Family and the Church



This month, from its opening on October 4 until its closing on October 25, the Synod on the Family will have high priority in Catholic news outlets, and I hope, worldwide media will report the discussions, as well.

Marriage is on the front burner, and in particular, how to welcome Catholics home whose marriages ended in divorce and who have remarried outside the Church. To this end, Pope Francis told those gathered at the opening Mass “the Church should be a bridge and not a roadblock.”

With the uncanny twist only the Holy Spirit can provide, the first and third readings for the 27th Sunday of Ordinary Time (October 4) are about marriage and divorce.(Gen.2.18-24 and Mark 10.2-16). Here are three short reflections which can bring the readings and Synod together in our thinking.
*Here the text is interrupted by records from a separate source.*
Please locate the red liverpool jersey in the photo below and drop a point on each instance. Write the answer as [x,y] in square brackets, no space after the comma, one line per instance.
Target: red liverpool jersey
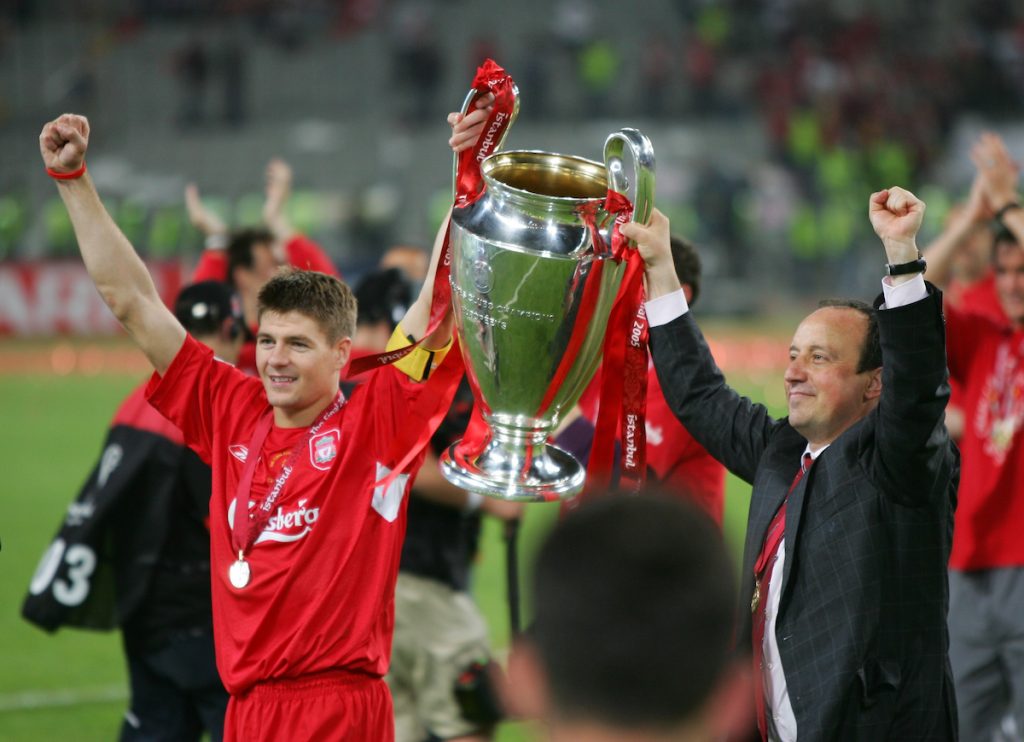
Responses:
[324,568]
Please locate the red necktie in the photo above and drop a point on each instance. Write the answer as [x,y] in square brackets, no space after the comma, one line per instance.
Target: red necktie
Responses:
[762,576]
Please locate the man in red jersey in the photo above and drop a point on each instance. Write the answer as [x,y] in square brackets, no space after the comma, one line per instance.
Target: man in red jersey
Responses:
[303,587]
[986,566]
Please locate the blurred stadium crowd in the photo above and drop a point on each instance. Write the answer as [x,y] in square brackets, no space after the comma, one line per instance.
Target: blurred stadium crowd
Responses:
[769,119]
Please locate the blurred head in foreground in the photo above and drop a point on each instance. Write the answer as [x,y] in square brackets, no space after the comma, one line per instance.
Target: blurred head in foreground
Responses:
[634,600]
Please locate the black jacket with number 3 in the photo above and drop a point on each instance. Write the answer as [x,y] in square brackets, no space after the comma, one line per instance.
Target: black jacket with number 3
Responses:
[133,548]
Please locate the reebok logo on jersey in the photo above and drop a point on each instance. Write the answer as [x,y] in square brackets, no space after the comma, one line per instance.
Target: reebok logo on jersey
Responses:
[289,523]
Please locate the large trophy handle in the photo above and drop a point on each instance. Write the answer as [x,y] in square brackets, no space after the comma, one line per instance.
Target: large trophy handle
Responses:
[471,97]
[643,169]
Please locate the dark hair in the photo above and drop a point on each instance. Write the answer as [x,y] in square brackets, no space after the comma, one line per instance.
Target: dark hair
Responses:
[240,249]
[634,602]
[1001,235]
[208,308]
[383,296]
[687,262]
[870,352]
[323,298]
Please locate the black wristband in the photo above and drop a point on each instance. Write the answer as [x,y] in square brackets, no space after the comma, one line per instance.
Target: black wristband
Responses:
[1010,206]
[914,266]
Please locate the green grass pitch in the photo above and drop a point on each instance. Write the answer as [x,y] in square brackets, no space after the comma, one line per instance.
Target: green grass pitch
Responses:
[73,685]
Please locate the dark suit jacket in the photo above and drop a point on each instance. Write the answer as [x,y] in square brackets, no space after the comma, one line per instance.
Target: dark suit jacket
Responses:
[861,625]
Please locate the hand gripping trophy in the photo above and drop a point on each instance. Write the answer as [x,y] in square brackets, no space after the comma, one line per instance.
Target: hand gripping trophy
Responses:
[535,277]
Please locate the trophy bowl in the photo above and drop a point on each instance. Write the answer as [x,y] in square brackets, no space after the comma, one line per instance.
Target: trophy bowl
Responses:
[531,295]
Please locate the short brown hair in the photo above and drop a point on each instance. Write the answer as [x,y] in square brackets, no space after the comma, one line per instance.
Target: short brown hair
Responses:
[326,300]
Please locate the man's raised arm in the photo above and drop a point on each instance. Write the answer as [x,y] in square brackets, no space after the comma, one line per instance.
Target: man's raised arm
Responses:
[117,270]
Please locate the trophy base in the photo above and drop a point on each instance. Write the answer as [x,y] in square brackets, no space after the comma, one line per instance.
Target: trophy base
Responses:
[549,475]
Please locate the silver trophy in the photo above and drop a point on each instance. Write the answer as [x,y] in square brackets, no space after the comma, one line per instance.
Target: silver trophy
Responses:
[522,261]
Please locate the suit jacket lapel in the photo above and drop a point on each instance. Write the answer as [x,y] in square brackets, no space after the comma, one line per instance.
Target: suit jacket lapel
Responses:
[771,492]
  • it is clear that the Law of Moses allowed divorce. It is equally clear that Jesus says in the Gospel that this was not God’s intention, but came about because of human frailty. Divorce was common in the time of Jesus, although only men could initiate the divorce procedure. Grounds varied among the various rabbinic schools of thought – ranging from flimsy reasons (She is a bad cook!) to the more serious (Adultery).
  •  Specifically in this Gospel; account, Jesus is addressing the implications of divorce as it related to women. For a woman, divorce meant total disgrace in the community, the loss of home and children. She became socially unacceptable on her own. No respectable man would marry her.  In short, Jesus is addressing divorce, not as we know it today, but as a situation in which a human being is treated as an unwanted possession.
  • In our families, among our friends, maybe we ourselves have known the reality of divorce. No one enters marriage planning on divorce. No one enjoys divorce. It is a devastating experience arising out of human frailty.  Divorced and remarried  Catholics feel awkward, uncomfortable, unwelcome at Sunday Mass. To all of these people, the Church needs to be a place where hurts are healed and hearts find courage to rebuild life. Pope Francis, in the spirit of our compassionate and merciful God, bids us search them out and welcome them. We need to do our share to heal the wounds that broke marriages bring.

As they marry, a couple promises love, fidelity – a promise that takes the work of a lifetime of effort, practice,  mutual support.

There’s more. The promise, the embrace of God celebrates our victories with us and holds us in our defeats. These promises human and divine, are the stuff of married life.

Living as we do in the time of Pope Francis, we can be sure he will do all he can to help God’s people live through the greatest challenges we face… living this life – our only life - fully, as we move toward eternal life.  He wants the Synod, and by extension all of us, “to rediscover a church that can unite compassion with justice.”